Del resto, come aspettarsi che un «rimosso» millenario come il dominio di un sesso sull’altro arrivi alla coscienza storica, quando le teorie e pratiche di oltre un secolo di femminismo sono ignorate e, in vistosa contraddizione con i cambiamenti di cultura e costume già avvenuti, arrivano le dichiarazioni delle maggiori cariche istituzionali che rimettono in primo piano i «valori tradizionali» della famiglia, del ruolo sacrificale, donativo delle donne mogli e madri, del fine procreativo della sessualità.

Lo ha fatto Giorgia Meloni nel dialogo con Sallusti in apertura del suo nuovo libro. E anche il ministro della giustizia Carlo Nordio in una lettera al Messaggero del 12 settembre. Per Nordio la violenza maschile contro le donne è una malattia come altre, calcolabile allo stesso modo su grandi numeri.

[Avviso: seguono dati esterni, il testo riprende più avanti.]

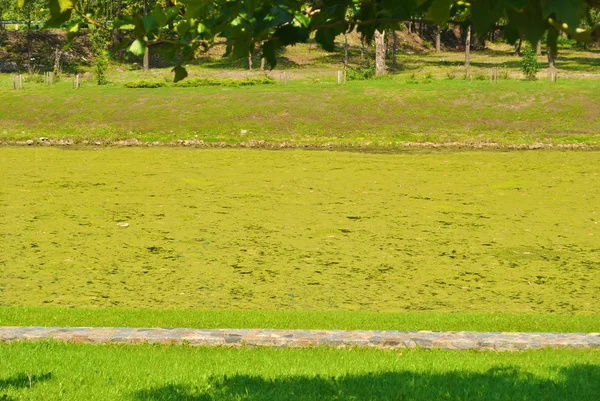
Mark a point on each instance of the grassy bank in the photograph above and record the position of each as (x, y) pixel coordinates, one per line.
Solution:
(300, 231)
(380, 113)
(75, 372)
(334, 320)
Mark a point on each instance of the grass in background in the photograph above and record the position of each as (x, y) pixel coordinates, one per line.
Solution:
(144, 372)
(303, 320)
(300, 230)
(380, 113)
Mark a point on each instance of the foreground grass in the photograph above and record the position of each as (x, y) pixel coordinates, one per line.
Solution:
(144, 372)
(255, 230)
(380, 113)
(334, 320)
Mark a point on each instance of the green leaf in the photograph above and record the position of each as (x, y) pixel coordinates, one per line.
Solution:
(569, 12)
(138, 47)
(159, 16)
(66, 5)
(180, 73)
(290, 35)
(439, 11)
(58, 16)
(326, 37)
(183, 27)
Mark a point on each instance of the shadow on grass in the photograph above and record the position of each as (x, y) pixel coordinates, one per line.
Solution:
(22, 380)
(579, 382)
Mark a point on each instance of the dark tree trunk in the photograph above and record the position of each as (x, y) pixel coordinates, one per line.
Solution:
(518, 46)
(379, 53)
(29, 44)
(394, 48)
(346, 50)
(551, 57)
(468, 47)
(116, 34)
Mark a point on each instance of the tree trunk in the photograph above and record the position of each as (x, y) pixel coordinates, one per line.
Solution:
(394, 49)
(362, 47)
(379, 52)
(146, 62)
(169, 3)
(29, 40)
(116, 32)
(468, 48)
(551, 56)
(346, 50)
(518, 46)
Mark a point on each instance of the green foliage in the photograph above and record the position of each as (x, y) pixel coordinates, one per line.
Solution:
(145, 84)
(192, 26)
(360, 73)
(232, 83)
(529, 63)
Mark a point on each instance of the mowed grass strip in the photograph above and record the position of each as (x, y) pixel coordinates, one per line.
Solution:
(144, 372)
(380, 113)
(300, 231)
(302, 320)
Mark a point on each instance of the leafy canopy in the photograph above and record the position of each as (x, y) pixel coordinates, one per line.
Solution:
(186, 26)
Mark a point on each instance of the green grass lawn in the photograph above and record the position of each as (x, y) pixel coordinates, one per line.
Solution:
(373, 114)
(297, 319)
(483, 232)
(118, 372)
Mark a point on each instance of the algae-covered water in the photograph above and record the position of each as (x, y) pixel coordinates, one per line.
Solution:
(300, 230)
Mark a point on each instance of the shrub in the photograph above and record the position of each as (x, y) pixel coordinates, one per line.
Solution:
(144, 84)
(360, 73)
(34, 77)
(529, 63)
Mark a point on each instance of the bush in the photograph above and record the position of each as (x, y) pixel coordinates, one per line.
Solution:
(529, 63)
(360, 73)
(144, 84)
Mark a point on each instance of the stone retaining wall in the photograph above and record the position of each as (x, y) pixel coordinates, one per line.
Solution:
(463, 340)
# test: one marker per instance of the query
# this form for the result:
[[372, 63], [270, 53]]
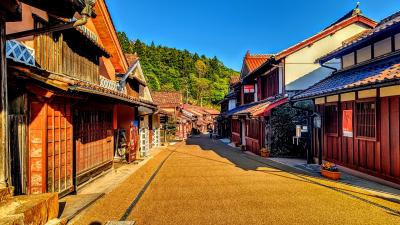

Colpisce che proprio un uomo che maneggia diritti e giustizia consideri retaggio «naturale» il residuo «belluino» del maschio, di fronte al quale alle donne non rimarrebbe che «stare in agguato». Ma neppure queste insospettabili contraddizioni, che vengono da esponenti di massimo rilievo del governo in carica, bastano a dare continuità al rapporto tra i sessi, in quanto atto fondativo della politica stessa.